Aquella tarde estaba contento. Esperaba la llegada de su “Tesorito”, como él la llamaba, una hija preciosa de 10 años con la que se le caía la baba y a la que llevaba si ver desde el día en que ingresó, cerca ya del mes y medio. Un día le pregunté porque se esforzaba en ser tan desagradable cuando venía su familia, sobre todo su mujer, porque pese a que esperaba con entusiasmo la hora de las visitas, se transformaba en una persona huraña y antipática cuando les tenía delante. Y eso había llamado mi atención, pero no me atreví a preguntárselo hasta una tarde en que su mujer no pudo contener las lágrimas y se marchó llorando, preguntándose porque parecía que su marido no quisiera verla. Su respuesta me dejo helada: “Ellos tienen que seguir su vida. Cuando yo me vaya quiero que mi mujer sea feliz y rehaga su vida. La quiero con locura, pero quiero facilitarle el trabajo de olvidarse de mi… Y mis hijos… posiblemente el recuerdo de un padre desagradable les haga más fácil asumir su pérdida…”.

Pero con su “Tesorito” no podía fingir… La niña entró en la sala, le besó en la mejilla e inmediatamente se puso a mirar la televisión que estaba frente a él sin dirigirle la mirada, él la hablaba y ella contestaba con monosílabos sin apartar la vista de la televisión. “Cariño, ¿Por qué no me miras? ¿Te avergüenzas de papá, hija?”  Y con un movimiento de cabeza ella contestó que no. Ella pudo contener las lágrimas al ver a su padre lleno de tubos, postrado, sin ya poder moverse… Cuando se fue, me acerqué a él y yo no pude contener las mías…

 

“Estoy cansado. Tengo mucho miedo a la muerte, porque es algo desconocido, pero ya no puedo más”. Y el nudo de mi garganta, ese que siempre intento que siga intacto para no dañar mi profesionalidad, se deshizo. Y mi “yo humana” lloró junto a él mientras mi “yo enfermera” le prometía que si algo pasaba estaríamos a su lado para evitar cualquier sufrimiento.

“Disfruta la vida.

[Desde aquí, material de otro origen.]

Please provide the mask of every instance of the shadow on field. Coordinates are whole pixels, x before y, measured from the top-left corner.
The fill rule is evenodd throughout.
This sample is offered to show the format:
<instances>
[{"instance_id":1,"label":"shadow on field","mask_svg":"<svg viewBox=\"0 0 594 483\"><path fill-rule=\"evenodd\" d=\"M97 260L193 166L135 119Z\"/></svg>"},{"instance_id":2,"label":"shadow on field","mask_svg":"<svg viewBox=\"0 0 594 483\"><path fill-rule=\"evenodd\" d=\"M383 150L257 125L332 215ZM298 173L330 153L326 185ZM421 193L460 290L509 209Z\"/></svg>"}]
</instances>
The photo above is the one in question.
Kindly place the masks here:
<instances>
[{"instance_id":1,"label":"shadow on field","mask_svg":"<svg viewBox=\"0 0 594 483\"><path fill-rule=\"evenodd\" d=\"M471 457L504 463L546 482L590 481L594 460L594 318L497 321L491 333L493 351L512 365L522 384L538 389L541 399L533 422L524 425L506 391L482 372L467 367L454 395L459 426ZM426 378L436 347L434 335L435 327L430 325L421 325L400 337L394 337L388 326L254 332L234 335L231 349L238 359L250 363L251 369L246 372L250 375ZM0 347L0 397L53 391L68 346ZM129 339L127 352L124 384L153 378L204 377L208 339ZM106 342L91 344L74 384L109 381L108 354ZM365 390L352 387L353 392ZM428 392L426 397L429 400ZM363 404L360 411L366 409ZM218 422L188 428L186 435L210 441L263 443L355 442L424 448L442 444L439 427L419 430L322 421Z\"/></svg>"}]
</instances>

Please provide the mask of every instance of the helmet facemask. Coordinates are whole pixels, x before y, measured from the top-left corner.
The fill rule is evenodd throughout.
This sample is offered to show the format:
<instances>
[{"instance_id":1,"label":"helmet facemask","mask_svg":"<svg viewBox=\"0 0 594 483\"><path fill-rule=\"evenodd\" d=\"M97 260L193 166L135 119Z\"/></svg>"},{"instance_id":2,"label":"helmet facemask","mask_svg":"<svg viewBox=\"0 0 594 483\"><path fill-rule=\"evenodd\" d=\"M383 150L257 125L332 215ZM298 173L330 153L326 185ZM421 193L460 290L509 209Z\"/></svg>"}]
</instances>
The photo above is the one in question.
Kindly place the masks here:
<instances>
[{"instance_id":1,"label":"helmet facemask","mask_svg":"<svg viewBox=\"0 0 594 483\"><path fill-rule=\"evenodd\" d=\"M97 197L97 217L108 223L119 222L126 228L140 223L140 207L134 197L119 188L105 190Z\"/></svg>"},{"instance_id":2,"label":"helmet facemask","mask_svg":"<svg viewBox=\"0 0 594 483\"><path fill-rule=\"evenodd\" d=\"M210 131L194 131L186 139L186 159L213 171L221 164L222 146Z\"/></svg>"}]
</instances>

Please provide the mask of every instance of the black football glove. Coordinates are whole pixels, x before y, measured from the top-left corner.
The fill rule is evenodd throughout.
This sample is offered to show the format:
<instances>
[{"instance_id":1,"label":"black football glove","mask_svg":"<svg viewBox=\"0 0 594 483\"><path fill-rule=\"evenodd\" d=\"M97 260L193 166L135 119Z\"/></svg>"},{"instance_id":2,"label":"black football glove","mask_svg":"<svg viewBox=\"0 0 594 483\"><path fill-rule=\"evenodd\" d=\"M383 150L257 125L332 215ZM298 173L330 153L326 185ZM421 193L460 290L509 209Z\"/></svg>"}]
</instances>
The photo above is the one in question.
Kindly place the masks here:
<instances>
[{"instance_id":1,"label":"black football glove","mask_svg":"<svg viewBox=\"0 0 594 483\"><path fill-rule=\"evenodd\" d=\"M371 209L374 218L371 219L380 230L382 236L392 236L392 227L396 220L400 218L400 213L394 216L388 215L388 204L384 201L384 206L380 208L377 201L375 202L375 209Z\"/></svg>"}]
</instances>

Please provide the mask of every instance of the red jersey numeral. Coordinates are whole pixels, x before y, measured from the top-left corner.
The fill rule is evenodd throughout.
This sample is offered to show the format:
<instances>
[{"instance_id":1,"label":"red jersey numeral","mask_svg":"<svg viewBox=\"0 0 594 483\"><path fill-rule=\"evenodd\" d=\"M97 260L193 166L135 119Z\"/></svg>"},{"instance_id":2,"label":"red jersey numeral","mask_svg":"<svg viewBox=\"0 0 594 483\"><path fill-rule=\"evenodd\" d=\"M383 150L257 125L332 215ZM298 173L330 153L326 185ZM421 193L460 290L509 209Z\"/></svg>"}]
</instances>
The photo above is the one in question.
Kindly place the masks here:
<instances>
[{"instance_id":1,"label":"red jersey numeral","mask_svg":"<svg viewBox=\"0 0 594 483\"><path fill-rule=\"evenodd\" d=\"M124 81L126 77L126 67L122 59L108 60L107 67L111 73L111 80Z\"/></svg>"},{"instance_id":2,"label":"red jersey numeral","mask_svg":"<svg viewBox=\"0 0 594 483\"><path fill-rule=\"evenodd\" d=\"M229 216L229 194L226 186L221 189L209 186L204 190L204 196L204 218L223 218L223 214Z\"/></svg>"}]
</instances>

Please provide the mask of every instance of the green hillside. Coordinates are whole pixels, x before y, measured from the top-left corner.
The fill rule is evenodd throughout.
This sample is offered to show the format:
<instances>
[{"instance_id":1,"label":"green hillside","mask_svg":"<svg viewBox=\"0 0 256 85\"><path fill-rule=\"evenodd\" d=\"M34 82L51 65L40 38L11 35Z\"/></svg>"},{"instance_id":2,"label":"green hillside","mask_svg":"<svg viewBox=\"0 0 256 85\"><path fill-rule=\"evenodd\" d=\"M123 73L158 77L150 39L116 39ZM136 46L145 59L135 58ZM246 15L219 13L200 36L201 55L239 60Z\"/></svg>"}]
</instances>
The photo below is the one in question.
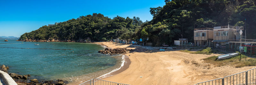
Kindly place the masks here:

Hazme caso”. Me dijo.A menudo nos preocupamos por cosas intrascendentes y nos olvidamos de vivir, de vivir disfrutando todo lo que la vida nos otorga. Te mereces disfrutar de la vida, de cada momento. No olvides que nunca sabemos cuándo se nos arrebatará la vida de las manos, espero que en tu caso dentro de mucho tiempo. Pero haz que, cuando llegue ese momento, no te arrepientas de haber malgastado tu vida…”.

A partir de ese día tuve que regañarle en varias ocasiones porque los compañeros del turno de noche me contaban que, a altas horas de la noche, se desconectaba del respirador en un intento por adelantar la huida de aquella situación.

 

Cuando le dimos el alta a una residencia de larga estancia, le hice prometerme que iba a ser fuerte, que no haría ninguna tontería. Pero no cumplió su promesa. Una noche, volvió a utilizar su cabeza, la única parte de su cuerpo que aún podía moverse, para atentar contra el resto de sí mismo. Y aquella noche, cuando el personal de la residencia acudió a conectarle el respirador, ya era demasiado tarde.

Posiblemente se fue con muchas cosas pendientes por vivir, pero a mí me dio la lección más grande de mi vida.

 

No puedo acompañar mi historia con ninguna foto suya, porque no la tengo. Su imagen esta fotografiada solamente en mi memoria, y la guardaré allí toda mi vida. Al igual que sus palabras: No olvides que nunca sabemos cuándo se nos arrebatará la vida de las manos. Pero haz que, cuando llegue ese momento, no te arrepientas de haber malgastado tu vida…”. Aquellas palabras hicieron que cambiasen mis prioridades y mi forma de enfrentarme a los problemas cotidianos y, fue entonces cuando entendí que gracias a saber cuidar había aprendido a vivir.